ALBANY, N.Y. (CBSNewYork/AP) — New York state Attorney General Eric Schneiderman said Monday that the Federal Communications Commission has agreed to cooperate with his investigation into how millions of fake comments spammed the agency’s servers.

The comments were issued leading up to the repeal of net neutrality rules.

As WCBS 880’s Alex Silverman reported, Schneiderman said his investigation shows “that this process has been deeply corrupted.”

The FCC has been flooded with 9 million fake comments on net neutrality. One million of them used real people’s identities fraudulently.

“Even right here in my office, my assistant press secretary, Rachel, had a phony comment submitted under her name using the address of her childhood home,” Schneiderman said.

Some of the names that were used fraudulently belonged to people who have died.

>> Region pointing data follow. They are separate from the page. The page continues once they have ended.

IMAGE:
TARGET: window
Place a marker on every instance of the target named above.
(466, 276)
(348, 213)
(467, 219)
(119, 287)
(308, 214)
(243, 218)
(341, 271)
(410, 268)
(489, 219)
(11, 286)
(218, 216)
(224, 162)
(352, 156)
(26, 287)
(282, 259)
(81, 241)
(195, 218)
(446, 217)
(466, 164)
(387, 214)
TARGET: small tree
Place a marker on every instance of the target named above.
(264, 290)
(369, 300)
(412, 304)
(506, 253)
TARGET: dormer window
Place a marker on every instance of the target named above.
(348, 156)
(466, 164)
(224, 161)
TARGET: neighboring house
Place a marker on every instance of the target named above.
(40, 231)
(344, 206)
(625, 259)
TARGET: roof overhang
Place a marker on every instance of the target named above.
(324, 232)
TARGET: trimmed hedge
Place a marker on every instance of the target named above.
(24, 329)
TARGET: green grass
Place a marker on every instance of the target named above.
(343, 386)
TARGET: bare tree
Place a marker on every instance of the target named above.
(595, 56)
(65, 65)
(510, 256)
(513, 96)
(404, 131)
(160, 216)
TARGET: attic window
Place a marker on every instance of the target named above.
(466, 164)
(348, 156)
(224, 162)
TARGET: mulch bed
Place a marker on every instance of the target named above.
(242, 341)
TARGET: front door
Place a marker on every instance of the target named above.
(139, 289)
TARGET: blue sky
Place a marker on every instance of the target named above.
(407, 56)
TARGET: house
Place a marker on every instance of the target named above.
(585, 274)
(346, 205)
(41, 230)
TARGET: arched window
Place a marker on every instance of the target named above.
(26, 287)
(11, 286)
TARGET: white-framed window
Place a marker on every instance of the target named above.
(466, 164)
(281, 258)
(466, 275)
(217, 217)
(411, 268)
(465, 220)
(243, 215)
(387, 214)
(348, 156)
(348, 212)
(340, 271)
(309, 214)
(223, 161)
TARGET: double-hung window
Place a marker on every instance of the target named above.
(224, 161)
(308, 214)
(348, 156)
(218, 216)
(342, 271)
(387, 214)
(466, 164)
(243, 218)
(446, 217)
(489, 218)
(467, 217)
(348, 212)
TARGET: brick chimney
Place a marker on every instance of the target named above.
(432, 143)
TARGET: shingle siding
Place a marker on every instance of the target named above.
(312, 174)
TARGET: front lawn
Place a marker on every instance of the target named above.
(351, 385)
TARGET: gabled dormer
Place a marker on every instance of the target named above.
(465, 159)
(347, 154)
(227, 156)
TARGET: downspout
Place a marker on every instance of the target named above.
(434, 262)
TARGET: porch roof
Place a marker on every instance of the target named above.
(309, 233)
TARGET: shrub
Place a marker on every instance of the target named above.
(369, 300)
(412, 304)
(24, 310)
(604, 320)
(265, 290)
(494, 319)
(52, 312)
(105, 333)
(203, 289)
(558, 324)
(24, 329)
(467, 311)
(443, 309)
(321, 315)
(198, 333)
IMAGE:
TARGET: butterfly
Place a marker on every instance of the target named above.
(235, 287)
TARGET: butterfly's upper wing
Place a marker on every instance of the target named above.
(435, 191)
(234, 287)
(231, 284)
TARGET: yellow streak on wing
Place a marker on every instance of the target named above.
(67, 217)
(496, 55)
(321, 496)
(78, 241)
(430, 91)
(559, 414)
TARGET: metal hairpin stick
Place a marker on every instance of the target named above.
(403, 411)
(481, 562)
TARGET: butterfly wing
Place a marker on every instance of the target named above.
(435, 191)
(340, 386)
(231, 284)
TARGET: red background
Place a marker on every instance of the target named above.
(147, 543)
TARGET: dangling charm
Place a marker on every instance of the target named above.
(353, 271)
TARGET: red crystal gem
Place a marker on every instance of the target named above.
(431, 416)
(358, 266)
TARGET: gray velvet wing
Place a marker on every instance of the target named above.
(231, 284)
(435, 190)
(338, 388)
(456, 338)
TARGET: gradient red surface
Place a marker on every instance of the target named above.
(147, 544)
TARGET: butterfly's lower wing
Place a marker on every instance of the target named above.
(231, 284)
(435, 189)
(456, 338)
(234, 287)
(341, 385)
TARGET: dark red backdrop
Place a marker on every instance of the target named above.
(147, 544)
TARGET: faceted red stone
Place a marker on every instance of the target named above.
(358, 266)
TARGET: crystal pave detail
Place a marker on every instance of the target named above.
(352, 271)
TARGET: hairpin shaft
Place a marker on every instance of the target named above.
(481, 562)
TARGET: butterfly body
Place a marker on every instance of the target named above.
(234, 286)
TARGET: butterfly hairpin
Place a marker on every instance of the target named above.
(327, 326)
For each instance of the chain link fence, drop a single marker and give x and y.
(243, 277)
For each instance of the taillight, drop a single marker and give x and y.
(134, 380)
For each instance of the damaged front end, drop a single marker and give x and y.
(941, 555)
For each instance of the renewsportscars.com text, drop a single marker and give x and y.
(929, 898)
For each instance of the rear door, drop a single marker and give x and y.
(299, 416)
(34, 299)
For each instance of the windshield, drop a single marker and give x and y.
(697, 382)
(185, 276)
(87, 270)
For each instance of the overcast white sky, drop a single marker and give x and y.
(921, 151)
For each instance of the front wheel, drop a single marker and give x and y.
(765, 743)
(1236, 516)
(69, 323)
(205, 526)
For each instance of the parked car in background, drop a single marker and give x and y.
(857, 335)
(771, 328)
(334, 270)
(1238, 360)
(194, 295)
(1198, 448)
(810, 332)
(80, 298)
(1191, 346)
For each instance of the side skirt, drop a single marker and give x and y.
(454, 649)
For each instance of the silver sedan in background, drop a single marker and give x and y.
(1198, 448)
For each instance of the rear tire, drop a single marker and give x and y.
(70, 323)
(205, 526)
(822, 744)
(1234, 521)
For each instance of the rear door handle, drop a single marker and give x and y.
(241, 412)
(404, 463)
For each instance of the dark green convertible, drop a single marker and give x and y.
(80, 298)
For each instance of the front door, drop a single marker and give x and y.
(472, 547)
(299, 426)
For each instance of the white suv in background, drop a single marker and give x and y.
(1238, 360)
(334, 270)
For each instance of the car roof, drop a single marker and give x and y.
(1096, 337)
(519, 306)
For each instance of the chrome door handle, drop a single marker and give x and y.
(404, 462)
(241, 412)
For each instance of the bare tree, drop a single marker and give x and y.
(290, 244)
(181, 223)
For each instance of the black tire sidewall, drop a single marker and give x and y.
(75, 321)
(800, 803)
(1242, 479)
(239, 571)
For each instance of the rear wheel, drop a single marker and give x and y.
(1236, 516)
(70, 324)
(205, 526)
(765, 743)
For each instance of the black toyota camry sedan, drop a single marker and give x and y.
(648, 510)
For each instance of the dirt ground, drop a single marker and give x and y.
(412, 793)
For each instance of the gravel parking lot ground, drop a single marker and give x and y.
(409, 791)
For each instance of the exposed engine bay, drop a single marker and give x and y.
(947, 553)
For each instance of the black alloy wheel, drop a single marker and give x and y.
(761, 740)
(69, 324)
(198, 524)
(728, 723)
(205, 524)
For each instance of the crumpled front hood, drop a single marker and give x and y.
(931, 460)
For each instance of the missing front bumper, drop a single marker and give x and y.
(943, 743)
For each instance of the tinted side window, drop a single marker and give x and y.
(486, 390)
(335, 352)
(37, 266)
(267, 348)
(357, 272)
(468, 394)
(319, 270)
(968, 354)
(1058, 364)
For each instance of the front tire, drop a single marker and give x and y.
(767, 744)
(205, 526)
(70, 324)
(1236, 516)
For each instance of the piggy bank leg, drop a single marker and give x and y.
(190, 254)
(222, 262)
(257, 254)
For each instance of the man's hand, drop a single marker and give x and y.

Sylviane Baumflek got curious when she saw a friend’s Facebook post, so she searched the FCC comment database.

“My father-in-law’s name popped up,” she said.

There were two comments – both against net neutrality.

Chris Basco of Albany saw a comment that purported to be from his mother. It was dated just days after she died this summer.

“Anger, and words I cannot repeat,” Basco said.

“You know, of course, there could be other people with his first name, but not in Brooklyn,” he said.

Furthermore, Baumflek said her father-in-law has been dead since 2004.

“So if he’s actually on the web from the grave, I want to know about it,” she said.

She laughed, but she said it was very disturbing.

The attorney general said to figure out who is behind the bot invasion, he needs the FCC’s cooperation – which he said did not come for months until Monday.

“(They) finally e-mailed my team offering their assistance in our investigation,” Schneiderman said.

Twenty-seven U.S. senators, led by Sen. Maggie Hassan (D-New Hampshire) also wrote to FCC Chairman Ajit Pai expressing concern over the reports about the bots.

All indications are that the vote to repeal net neutrality rules will go forward next week, but Democratic FCC Commissioner Jessica Rosenworcel said, “It is clear that are process for serving the public interest is broken.”

Schneiderman said the vote should be delayed while comments are investigated.